Seeing home through a different lens

Class 5-B is out on a photo shoot, and they're not going unnoticed.

Pedestrians, storekeepers, and folks mingling on street corners in this gritty section of the South Bronx all pause to cast curious glances as the huddle of serious fifth-graders, led by two students clutching cameras, makes its way along the avenue.

These children have become accustomed to a great deal of attention. Even as their school photography project, which today has them documenting local tradespeople, has helped to introduce them to their neighborhood, the work of author Jonathan Kozol has made their school well known before the eyes of the world.

These are the children of PS 30 in the South Bronx. Their school is featured in "Ordinary Resurrections," Mr. Kozol's most recent book, in which he celebrates the spirit, innocence, and depth of the children he encounters in the neighborhood. He paints a stark contrast between the freshness and originality of their interests and observations and the grim nature of their surroundings.

But Kozol also praises administrators and teachers at PS 30 who, despite working at an underfunded school in a disadvantaged neighborhood, have created a strong learning environment.

One way administrators at PS 30 work to enrich the school's program is to bring in private money for extras that would not be available to students otherwise. That was the genesis of the school's photography program, sponsored by Learning through an Expanded Arts Program, a New York-based group.

LEAP serves about 90,000 students in 300 schools throughout the northeastern United States. The organization works with students, trains teachers, and produces curricula and course materials.

The students are well aware that they're receiving something special. "Not that much schools have photography," says Class 5-B member Daisy Chavez proudly.

But the class offers these students more than just a chance to take pictures. Arlene Schulman is one of the adjunct faculty members brought in by LEAP to supplement the school's standard curriculum with arts instruction. Ms. Schulman introduces the basics of photographic composition and lighting, but also strives to push the boundaries of the learning experience.

"I try to expose the kids to cameras, to the neighborhood, to people," says Schulman. A walk around the neighborhood to photograph residents also becomes a lesson in etiquette, as the group discusses the importance of a neat and clean appearance, the proper way to approach potential subjects, and how to politely respond to people who may not wish to be photographed.

Later, back in school, photography spills over into computer and writing skills, as Schulman takes the students of 5-B to the computer lab and asks them to write essays explaining who or what they would photograph if they could photograph anything in the world.

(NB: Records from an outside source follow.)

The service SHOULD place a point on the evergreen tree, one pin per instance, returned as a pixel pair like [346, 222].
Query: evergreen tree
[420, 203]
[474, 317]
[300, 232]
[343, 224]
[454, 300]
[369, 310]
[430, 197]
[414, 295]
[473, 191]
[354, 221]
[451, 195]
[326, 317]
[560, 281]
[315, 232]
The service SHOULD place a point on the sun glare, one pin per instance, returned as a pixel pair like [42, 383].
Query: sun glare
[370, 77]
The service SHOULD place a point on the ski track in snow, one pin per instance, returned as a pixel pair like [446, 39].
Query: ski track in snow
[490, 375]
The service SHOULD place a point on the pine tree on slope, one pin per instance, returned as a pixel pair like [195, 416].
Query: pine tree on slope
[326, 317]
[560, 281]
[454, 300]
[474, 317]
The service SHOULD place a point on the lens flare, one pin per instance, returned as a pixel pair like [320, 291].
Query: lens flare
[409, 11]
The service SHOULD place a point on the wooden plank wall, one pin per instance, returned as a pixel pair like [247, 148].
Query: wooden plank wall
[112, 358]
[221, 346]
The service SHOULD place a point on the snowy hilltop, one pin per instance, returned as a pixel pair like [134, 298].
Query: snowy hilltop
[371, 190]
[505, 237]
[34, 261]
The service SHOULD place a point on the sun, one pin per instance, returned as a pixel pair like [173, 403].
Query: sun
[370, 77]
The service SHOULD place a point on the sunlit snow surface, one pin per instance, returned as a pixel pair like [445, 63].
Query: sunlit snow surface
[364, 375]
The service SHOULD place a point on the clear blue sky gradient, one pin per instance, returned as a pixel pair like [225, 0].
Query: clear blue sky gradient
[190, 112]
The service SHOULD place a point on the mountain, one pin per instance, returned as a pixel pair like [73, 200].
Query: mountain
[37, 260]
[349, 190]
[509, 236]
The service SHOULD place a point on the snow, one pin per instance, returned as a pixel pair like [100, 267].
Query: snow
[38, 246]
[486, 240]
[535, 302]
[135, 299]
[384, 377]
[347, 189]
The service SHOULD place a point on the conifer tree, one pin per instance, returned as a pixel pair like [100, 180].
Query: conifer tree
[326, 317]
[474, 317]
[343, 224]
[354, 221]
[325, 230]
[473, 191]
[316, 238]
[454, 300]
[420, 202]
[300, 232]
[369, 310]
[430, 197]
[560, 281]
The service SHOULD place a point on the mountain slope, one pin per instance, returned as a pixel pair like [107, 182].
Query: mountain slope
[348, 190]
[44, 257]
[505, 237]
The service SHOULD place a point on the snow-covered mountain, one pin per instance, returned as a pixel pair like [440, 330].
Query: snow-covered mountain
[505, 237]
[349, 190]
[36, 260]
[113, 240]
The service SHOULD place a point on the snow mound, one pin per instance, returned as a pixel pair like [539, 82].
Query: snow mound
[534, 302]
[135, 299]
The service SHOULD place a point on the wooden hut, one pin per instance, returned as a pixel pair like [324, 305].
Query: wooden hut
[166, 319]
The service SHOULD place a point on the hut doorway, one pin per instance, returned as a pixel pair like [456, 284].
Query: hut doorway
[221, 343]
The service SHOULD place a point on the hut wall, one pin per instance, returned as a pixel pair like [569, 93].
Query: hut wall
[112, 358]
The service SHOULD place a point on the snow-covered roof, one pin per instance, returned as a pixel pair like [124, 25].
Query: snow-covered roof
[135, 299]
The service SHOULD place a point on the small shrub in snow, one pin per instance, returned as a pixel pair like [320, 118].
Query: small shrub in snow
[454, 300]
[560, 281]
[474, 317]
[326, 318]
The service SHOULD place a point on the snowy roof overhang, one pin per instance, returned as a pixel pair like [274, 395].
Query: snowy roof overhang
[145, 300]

"Don't forget - details, details, details!" exhorts Schulman, as the kids hunch over computer keyboards and begin to peck out compositions about photographing a favorite brother, Mount Everest, or the Eiffel Tower. Often, the same things that make a photograph great, Schulman reminds them, will also enliven a written composition.

Through LEAP, Schulman has been serving as adjunct faculty in various New York City public schools for four years. While she has taught classes as young as kindergarten, the program she's now involved in at PS 30 includes Grades 3 through 5.

The project is called "The Bronx: Past, Present, and Future." Today the kids photograph the short-order cook in a local diner, a pair of carpenters outside a small store, a friendly newspaper vendor, and a couple of women out shopping with a small child.

"These kids have had an experience like you wouldn't believe," says Elida DeJesus, their regular teacher, who accompanies them on their photo shoot. "You should have seen their faces the first time they saw a lens." The project has also been helpful, she says, in expanding their vocabulary and writing skills.

Their professional horizons are expanding as well. Like some of their peers featured in "Ordinary Resurrections," the students of 5-B are quick to offer their own unique and sometimes humorous perspectives on their class assignments and their personal ambitions.

Jesus DeMartinez says he really enjoys the camera but would prefer to be photographing animals, because "they're just more interesting than people."

Inspired by the class, he's begun photographing birds in the park on the weekends - when he can spare time from the three cartoon strips he regularly pens as part of his plan to become a professional cartoonist.

Diana Napoleoni says the photography class has significantly altered her life goals. Originally, she explains, she wanted to become a mortician, but after interviewing and photographing a local police officer and learning about his line of work, she says, "Now I want to find a way to be both a mortician and a police officer."